Pedro Sánchez Plays With Fire in His Relationship With Morocco
The agreement reached between the political movement SUMAR and the Polisario Front, to make “the Saharawi cause” one of the main battering rams of popular mobilisation in Spain in the new governmental cycle that is beginning, has gone down badly in Morocco.
The political group presided over by Yolanda Diaz, who in all likelihood will repeat as vice-president of the government and this time perhaps as first in rank, omitted to include ‘the Saharawi cause’ in the government pact signed with the PSOE and made public on 24 October last.
Sánchez imposed silence on Díaz, who complied submissively. The ‘great politics’ (foreign policy, defence, international relations, finances, millionaire state contracts, etc.) are the exclusive prerogative of the president of the government. Sánchez again demonstrated this by leaving the Western Sahara issue aside, as he did when in March 2022 he sent a letter to Morocco’s King Mohammed VI stating that ‘Spain considers that the Moroccan proposal for autonomy for the Sahara presented in 2007 is the most serious, credible and realistic basis for the resolution of this dispute’.
This was enough for the Polisario Front and all its supporters in Spanish civil society and in the different political circles to point the finger at Yolanda Díaz as unfriendly, incoherent and even traitorous, since in her electoral programme and in all her previous speeches she swore to defend “the Saharawi cause” for life.

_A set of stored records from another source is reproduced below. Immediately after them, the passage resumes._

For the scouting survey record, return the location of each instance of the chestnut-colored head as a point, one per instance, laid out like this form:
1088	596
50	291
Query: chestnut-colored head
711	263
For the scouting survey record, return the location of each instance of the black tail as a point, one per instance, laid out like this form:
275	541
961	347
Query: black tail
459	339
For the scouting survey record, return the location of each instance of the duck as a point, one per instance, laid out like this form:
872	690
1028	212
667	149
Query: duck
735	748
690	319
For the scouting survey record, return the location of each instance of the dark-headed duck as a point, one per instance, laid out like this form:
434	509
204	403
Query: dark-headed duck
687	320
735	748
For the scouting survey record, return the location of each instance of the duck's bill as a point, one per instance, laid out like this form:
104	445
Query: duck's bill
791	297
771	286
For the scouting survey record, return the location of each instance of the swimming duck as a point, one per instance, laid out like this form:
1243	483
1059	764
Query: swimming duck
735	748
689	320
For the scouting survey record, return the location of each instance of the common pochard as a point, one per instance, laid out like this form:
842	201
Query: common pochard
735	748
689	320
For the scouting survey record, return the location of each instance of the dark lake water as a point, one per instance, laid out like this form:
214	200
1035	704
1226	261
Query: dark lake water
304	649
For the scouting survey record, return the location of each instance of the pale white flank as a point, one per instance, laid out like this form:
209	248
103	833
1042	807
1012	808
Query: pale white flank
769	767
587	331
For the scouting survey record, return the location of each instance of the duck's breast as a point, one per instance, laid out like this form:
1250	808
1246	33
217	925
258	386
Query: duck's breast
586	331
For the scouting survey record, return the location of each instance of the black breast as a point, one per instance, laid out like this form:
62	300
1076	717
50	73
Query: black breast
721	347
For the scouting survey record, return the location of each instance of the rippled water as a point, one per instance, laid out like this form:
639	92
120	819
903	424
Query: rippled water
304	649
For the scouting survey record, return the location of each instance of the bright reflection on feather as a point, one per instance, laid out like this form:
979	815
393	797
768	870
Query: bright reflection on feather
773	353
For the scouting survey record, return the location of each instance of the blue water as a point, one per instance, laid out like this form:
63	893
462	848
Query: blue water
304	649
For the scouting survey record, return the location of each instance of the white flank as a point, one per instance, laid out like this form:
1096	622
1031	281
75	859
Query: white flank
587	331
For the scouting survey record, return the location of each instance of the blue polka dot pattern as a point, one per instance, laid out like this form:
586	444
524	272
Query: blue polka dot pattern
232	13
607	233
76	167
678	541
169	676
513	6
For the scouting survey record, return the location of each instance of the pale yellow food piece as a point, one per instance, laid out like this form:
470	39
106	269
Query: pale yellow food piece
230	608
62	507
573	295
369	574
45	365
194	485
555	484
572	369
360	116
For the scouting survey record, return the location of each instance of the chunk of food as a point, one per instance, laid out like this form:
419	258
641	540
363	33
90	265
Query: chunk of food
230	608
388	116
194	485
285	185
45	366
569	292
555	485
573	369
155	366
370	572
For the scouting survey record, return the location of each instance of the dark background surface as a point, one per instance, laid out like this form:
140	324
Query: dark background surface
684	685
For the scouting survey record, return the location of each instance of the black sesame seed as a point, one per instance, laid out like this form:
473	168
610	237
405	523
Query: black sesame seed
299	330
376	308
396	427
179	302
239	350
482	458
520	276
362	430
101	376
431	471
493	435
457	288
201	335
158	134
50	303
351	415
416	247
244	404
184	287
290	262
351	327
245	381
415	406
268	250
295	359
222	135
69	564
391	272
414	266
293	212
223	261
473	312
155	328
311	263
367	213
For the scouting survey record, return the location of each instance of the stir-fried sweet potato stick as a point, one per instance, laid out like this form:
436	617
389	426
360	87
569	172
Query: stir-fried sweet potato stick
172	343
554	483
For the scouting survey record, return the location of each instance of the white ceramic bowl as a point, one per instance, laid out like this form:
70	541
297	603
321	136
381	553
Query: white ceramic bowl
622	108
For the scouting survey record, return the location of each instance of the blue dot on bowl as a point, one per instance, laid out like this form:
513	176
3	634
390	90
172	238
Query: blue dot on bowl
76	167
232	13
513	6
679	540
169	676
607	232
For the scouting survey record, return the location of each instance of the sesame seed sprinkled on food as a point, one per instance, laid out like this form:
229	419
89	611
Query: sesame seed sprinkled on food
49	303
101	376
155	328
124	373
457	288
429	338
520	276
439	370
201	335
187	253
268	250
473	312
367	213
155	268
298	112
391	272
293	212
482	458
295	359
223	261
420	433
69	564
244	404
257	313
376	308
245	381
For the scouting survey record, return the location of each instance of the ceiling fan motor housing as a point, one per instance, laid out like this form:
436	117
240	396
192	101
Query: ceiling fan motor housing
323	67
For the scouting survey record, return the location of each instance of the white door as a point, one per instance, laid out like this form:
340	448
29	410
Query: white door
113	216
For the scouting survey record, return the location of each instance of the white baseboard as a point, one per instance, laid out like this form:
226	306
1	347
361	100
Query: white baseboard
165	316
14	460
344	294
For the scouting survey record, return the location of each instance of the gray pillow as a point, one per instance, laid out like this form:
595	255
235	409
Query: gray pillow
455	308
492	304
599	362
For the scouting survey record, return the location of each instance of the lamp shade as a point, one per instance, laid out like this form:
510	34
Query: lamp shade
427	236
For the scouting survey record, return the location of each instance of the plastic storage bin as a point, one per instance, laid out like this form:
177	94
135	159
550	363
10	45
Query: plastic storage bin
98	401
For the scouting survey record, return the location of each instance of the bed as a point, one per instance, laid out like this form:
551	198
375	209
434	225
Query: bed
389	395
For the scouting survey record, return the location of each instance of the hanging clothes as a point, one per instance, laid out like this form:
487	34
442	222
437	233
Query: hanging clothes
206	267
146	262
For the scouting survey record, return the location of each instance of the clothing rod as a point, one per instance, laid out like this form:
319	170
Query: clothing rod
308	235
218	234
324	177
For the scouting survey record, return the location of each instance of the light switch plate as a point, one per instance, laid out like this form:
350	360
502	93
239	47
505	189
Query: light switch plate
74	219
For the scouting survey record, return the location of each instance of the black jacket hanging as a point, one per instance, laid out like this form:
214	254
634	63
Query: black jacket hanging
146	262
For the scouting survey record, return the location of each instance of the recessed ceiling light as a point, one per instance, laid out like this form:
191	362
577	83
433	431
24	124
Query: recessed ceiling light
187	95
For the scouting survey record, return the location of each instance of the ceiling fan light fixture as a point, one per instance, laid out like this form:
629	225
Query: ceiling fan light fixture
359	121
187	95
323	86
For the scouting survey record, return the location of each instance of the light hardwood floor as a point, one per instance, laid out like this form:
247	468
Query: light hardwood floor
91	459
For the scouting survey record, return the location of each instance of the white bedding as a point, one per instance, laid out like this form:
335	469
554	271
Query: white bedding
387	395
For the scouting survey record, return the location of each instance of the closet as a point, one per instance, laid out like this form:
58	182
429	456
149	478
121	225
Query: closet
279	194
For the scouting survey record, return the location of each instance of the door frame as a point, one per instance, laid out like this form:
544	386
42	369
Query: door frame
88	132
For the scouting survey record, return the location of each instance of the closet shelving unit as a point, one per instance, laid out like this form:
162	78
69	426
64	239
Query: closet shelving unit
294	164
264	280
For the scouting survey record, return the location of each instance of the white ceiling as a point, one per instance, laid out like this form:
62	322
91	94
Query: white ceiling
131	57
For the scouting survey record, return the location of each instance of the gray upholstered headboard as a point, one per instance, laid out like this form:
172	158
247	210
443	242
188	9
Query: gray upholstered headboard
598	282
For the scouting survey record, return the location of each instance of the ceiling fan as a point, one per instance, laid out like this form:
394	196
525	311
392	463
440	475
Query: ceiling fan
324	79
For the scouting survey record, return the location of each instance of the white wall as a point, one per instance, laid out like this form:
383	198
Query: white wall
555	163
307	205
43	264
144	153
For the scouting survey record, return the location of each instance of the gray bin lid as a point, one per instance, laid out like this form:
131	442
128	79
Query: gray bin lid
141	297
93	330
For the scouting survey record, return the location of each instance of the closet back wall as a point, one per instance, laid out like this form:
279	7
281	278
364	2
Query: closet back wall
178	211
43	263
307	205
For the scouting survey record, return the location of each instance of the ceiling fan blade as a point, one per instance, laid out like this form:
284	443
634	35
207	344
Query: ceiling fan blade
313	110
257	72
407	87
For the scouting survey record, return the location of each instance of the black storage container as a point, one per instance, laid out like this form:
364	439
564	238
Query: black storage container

The reaction of the parties and political formations to the left of the PSOE was such that the Díaz-Sánchez duo was forced to rectify, and the empowered SUMAR woman brokered an agreement with the Polisario Front a few days later, in eleven points, promising to defend their cause, sending important delegations to Tindouf and Laayoune, advocating support in Europe, facilitating Spanish nationality for the Saharawis and creating commissions here and there.
In Rabat it was a surprise. Morocco knows in detail the facilities that Spain gives to the Polisario, its leaders and their families, medical treatment, residency, aid and subsidies, protection. But how is it possible that a few days before Pedro Sánchez’s attempt to receive the support of Congress for his investiture, the acting president runs the risk of reopening a crisis with Morocco? In what capacity is Yolanda Díaz making such promises to the Polisario? Vice-president of the acting government? Or leader of SUMAR?
The pacifying messages that La Moncloa may have sent to the Moroccan Royal Palace in this regard may have been received as a diplomatic courtesy, but they have gone down badly. Madrid is playing with fire,” a Moroccan diplomatic source told Atalayar. Pedro Sánchez knows this, and he also knows that if the limit is exceeded, there will be a response”.
Morocco is aware that acting President of the government Pedro Sánchez has played a very difficult game of internal political balancing act, not only in his concessions to pro-independence parties, but also in his operation with SUMAR, aimed at decapitating the rival United Podemos and phagocytising its electorate. But from there to crossing the demarcation line is a step. If President Sánchez tolerates, actively or passively, that his government ally makes backroom deals with the Polisario, relations with the new government will not be easy, according to Moroccans. And just like yesterday, today and tomorrow, it will be the Spaniards who stand to lose: the market, projects, trade, autonomous cities, territorial sea and a long etcetera.